21 mai 2008 | par Christian Porri

XO by Fuse Project Le projet OLPC (One Laptop Per Child) est maintenant connu en substance, j’espère, de tous. Il s’agit du projet mené par Nicholas Negroponte au MIT, visant à une démocratisation très poussée de l’accès au réseau informatisé planétaire pour les enfants de pays en voie de développement. Le projet a donné naissance au XO, un ordinateur portable. Il a été et est certainement critiquable sur plusieurs aspects mais ce projet et son développement nous concerne en premier lieu ici à l’ESAD :

Cet ordinateur portable ne devait pas coûter cher à produire et doit pouvoir être distribué dans des pays où les infrastructures techniques électriques et de télécommunications ne sont pas aussi abouties que chez nous. Le projet entre donc pleinement dans un cahier des charges de type « éco-conception », concept devenu cher à l’école.

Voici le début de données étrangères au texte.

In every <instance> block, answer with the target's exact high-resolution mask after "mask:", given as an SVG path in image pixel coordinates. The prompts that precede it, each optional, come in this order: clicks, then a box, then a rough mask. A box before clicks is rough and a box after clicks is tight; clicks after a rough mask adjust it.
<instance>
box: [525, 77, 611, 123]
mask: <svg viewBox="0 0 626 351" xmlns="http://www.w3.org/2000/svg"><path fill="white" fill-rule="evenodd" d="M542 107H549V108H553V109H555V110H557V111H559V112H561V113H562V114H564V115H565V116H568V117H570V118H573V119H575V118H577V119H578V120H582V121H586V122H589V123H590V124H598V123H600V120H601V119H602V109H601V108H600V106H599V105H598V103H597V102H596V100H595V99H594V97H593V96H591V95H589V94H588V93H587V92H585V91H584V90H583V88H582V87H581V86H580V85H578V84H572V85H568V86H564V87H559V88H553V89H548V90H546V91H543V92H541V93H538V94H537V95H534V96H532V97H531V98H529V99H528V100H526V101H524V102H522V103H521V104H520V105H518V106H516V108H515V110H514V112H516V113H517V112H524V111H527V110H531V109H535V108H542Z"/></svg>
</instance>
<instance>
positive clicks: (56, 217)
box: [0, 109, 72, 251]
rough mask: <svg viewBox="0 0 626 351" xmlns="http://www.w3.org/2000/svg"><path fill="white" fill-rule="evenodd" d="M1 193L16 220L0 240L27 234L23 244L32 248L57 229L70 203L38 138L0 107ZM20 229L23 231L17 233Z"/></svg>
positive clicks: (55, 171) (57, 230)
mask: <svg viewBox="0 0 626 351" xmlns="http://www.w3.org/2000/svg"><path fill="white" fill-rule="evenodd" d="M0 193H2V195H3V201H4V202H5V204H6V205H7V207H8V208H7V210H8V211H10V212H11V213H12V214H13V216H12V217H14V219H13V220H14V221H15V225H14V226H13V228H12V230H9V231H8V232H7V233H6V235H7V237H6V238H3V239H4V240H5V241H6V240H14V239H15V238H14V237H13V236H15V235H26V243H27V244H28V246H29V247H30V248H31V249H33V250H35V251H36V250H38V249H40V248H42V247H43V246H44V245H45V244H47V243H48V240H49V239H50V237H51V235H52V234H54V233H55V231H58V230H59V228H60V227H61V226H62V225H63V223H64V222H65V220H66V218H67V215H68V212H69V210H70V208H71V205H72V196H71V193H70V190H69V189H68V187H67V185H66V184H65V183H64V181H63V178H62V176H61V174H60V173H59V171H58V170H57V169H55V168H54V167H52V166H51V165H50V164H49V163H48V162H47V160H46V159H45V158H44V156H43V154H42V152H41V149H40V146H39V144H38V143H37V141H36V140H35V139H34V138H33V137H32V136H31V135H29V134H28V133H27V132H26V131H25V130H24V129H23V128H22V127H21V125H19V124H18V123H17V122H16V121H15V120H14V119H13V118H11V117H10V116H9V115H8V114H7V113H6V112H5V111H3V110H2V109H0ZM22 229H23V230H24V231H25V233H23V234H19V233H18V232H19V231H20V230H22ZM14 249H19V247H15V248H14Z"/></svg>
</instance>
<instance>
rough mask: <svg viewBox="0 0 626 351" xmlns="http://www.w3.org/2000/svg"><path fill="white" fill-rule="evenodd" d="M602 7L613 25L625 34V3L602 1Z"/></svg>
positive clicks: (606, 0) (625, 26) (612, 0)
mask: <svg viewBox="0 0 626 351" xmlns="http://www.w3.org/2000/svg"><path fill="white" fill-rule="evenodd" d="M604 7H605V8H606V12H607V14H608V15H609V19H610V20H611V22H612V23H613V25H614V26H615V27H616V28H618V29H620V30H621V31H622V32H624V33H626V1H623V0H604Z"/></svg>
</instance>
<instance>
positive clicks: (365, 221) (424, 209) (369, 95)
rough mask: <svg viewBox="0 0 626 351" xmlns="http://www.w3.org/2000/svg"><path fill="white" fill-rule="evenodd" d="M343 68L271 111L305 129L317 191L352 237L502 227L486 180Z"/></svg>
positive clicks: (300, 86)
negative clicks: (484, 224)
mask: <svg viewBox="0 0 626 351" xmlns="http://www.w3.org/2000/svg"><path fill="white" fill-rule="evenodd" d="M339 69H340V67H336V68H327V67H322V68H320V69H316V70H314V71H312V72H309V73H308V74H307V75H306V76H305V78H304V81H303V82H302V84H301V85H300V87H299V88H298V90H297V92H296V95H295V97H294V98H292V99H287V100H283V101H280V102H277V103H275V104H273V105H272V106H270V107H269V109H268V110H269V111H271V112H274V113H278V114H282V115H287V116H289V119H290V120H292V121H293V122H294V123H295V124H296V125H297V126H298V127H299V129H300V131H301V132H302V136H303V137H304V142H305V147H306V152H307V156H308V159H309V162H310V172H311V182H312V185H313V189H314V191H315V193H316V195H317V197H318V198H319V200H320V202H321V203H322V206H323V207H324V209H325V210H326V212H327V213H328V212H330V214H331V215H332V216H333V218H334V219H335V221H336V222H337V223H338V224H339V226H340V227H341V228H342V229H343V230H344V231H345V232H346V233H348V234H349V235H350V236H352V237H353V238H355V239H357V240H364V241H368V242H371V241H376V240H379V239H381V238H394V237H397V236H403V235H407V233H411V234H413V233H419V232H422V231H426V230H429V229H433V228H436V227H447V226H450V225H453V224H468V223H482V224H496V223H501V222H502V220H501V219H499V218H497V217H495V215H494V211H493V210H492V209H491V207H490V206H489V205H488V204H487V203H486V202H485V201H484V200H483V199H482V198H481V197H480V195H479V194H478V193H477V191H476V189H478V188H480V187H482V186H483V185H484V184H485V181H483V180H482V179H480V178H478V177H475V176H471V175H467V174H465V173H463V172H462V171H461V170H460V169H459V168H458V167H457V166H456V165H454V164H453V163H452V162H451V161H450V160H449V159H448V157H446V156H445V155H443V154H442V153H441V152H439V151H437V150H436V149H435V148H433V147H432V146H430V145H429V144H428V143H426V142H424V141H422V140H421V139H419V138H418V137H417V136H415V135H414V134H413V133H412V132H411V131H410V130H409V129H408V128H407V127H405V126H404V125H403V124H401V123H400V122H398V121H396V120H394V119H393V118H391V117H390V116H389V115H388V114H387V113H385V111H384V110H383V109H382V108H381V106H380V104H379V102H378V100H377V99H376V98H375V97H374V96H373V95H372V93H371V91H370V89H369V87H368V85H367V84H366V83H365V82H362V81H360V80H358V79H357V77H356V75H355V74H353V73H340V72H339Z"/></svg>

Cet ordinateur portable était également un projet de design : il s’agissait de réunir des matériaux très économiques, au sacrifice d’un certain confort d’utilisation. Ce qui est un schéma peu habituel de la production standard, qui vise une qualité minimum, propre à nos marchés de pays riches. Cette impossibilité de rentrer dans un modèle déjà produit auparavant ajouté à l’objectif de s’adresser à des enfant en premier lieu à conduit les dirigeants du projet à chercher un design produit approprié. Du côté de l’utilisation, il était également impossible de se caler sur nos logiciels et OS, trop spécialisés et coûteux en développement et marketing. Le design s’est donc étendu à l’interface graphique, nommée Sugar, pour proposer des fonctions basiques adaptés aux spécificités de la machine et de ses futurs utilisateurs. Inutile de préciser le rapport de l’école avec cette problématique du design.